Negative computer Complement

 

In a computer system, all values are represented (stored) by supplementary codes ).
The main reason is that the complement code can be used to process the symbol bit and other digits in a unified manner. At the same time, the subtraction can also be processed by addition. The other two are supplemented.
If the highest bit (symbol bit) has a forward bit, the carry is discarded.
2. The conversion process of the complement code is almost the same as that of the original code.
The value complement representation is also divided into two situations:
(1) positive complement: the same as the original code.
For example, the complement code of + 9 is 00001001.
(2) Complement of negative numbers: the sign bit is 1, and the rest is the original code of the absolute value of the number is reversed by bit; then the whole number is added to 1.
For example, the-7 complement: because it is a negative number, the symbol bit is "1", the whole is 10000111; the other seven digits are the absolute value of-7 + the original code of 7
The bitwise decimal value of 0000111 is 1111000, and the value of-7 is 11111001.
If you know the complement of a number, you can perform the following operations on the source code:
(1) If the sign bit of the complement code is "0", it indicates a positive number. Therefore, the complement code is the original code of the number.
(2) If the sign bit of the complement code is "1", it indicates a negative number. The operation to evaluate the source code can be: the sign bit is 1.
And then add 1 to the entire number.
For example, if a complement code is known as 11111001, the original code is 10000111 (-7): Because the symbol bit is "1", it indicates a negative
The number, so the bit remains unchanged, still "1"; the other 7 digits are reversed to 1111001; Add 1, so it is 0000110.
In the "Idle original code, reverse code, and complement code" file, we did not mention a very important concept "model ". Here I will give a brief introduction to the "model"
Concept:
"Module" refers to the counting range of a metering system. Such as clock. A computer can also be seen as a metering machine, and it also has a measurement model.
There is a "MODULE ". For example:
The Metering range of the clock is 0 ~ 11, modulo = 12.
The N-bit computer metering range is 0 ~ 2 (n)-1, modulo = 2 (n ). [Note: N indicates the Index]
The "module" is essentially the amount of overflow produced by the metering device. Its value cannot be expressed on the metering device, and the metering device can only represent the output mode.
Remainder. Any metered tool with modulus can be reduced to addition.
For example, if the current hour hand points to 10 and the exact time is 6, there are two ways to adjust the time:
One is a four-hour switch, that is, 10-4 = 6.
The other is to distribute the traffic for 8 hours: 10 + 8 = 12 + 6 = 6
In a 12-mode system, the addition of 8 is the same as the subtraction of 4. Therefore, any subtraction operation can be replaced by the addition of 8.
For "modulo", 8 and 4 complement each other. In fact, in a 12-Mode System, 11, and 6 both have this feature.
. The common feature is that the sum of the two equals the modulo.
Computers have the same concept and method. For N-bit computers, if n = 8, the maximum number can be 11111111.
Addition 1 is called 100000000 (9 bits), but because there are only 8 bits, the highest bits 1 is naturally lost. 00000000 again, so the 8-bit binary system
The modulo is 2 (8 ). In such a system, the subtraction problem can also be converted into an addition problem. You only need to use the corresponding population to represent the reduction.
. The complement number is used to process the computer logarithm, that is, the complement code.

Two other concepts
One's complement refers to positive number = original code, negative number = reverse code.
Two's complement refers to the complement code that is usually referred.
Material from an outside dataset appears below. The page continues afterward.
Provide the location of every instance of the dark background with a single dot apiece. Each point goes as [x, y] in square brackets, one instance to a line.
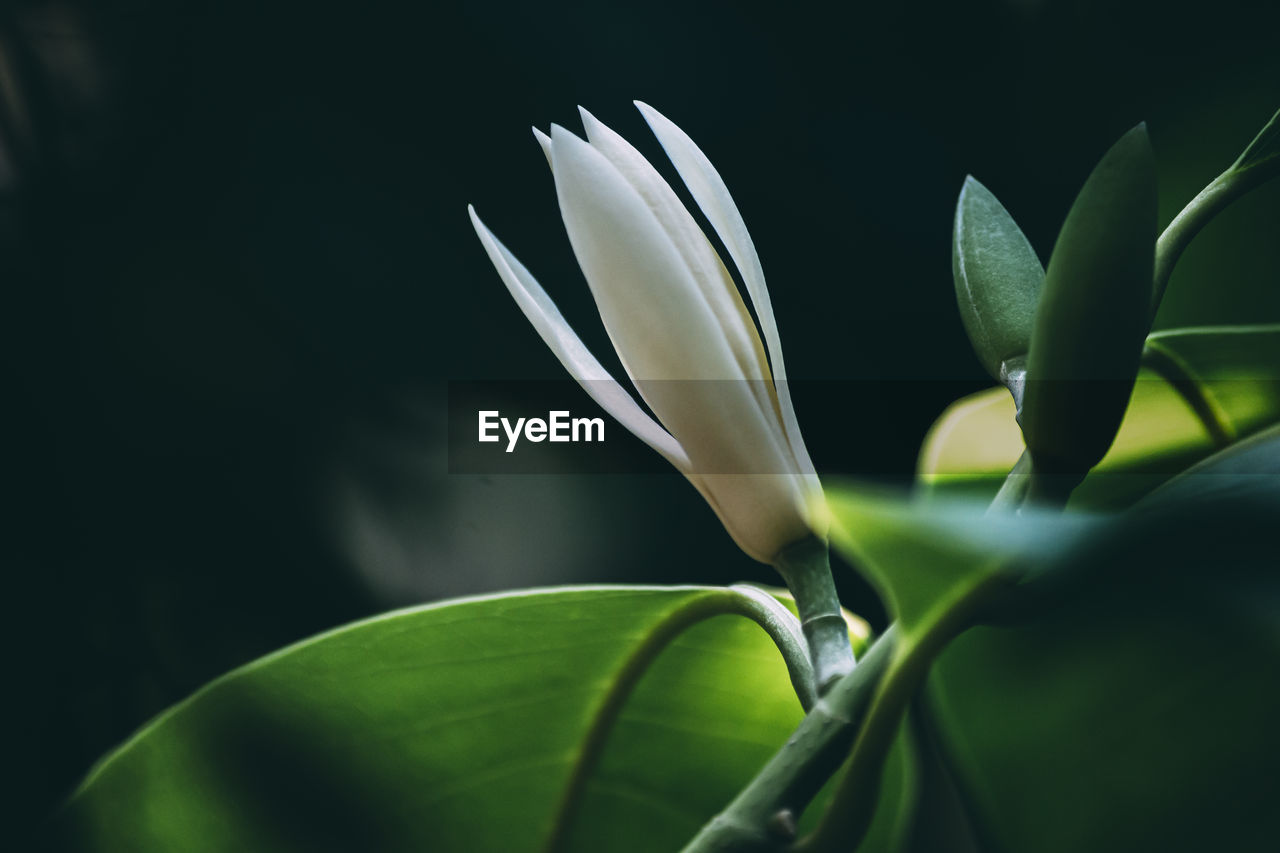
[237, 276]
The number is expressed in binary form in the computer.
The number is divided into two types: signed and unsigned.
The original code, reverse code, and complement code are all represented by signed vertices.
The highest bit of a signed number is the sign bit. 0 indicates positive, and 1 indicates vice.

The following uses an 8-digit integer as an example,

The original code is the binary form of the number.
For example
0000001 is + 1
1000001 is-1

The positive and supplementary codes are the same as the original codes.

The negative number is the inverse of the original code except the symbol bit.
[-3] Reverse = [10000011] Reverse = 11111100
The complement of a negative number is to reverse all of its original codes except the symbol bit, and then add 1 to the last digit.
[-3] fill = [10000011] fill = 11111101
A number and its complement are reversible.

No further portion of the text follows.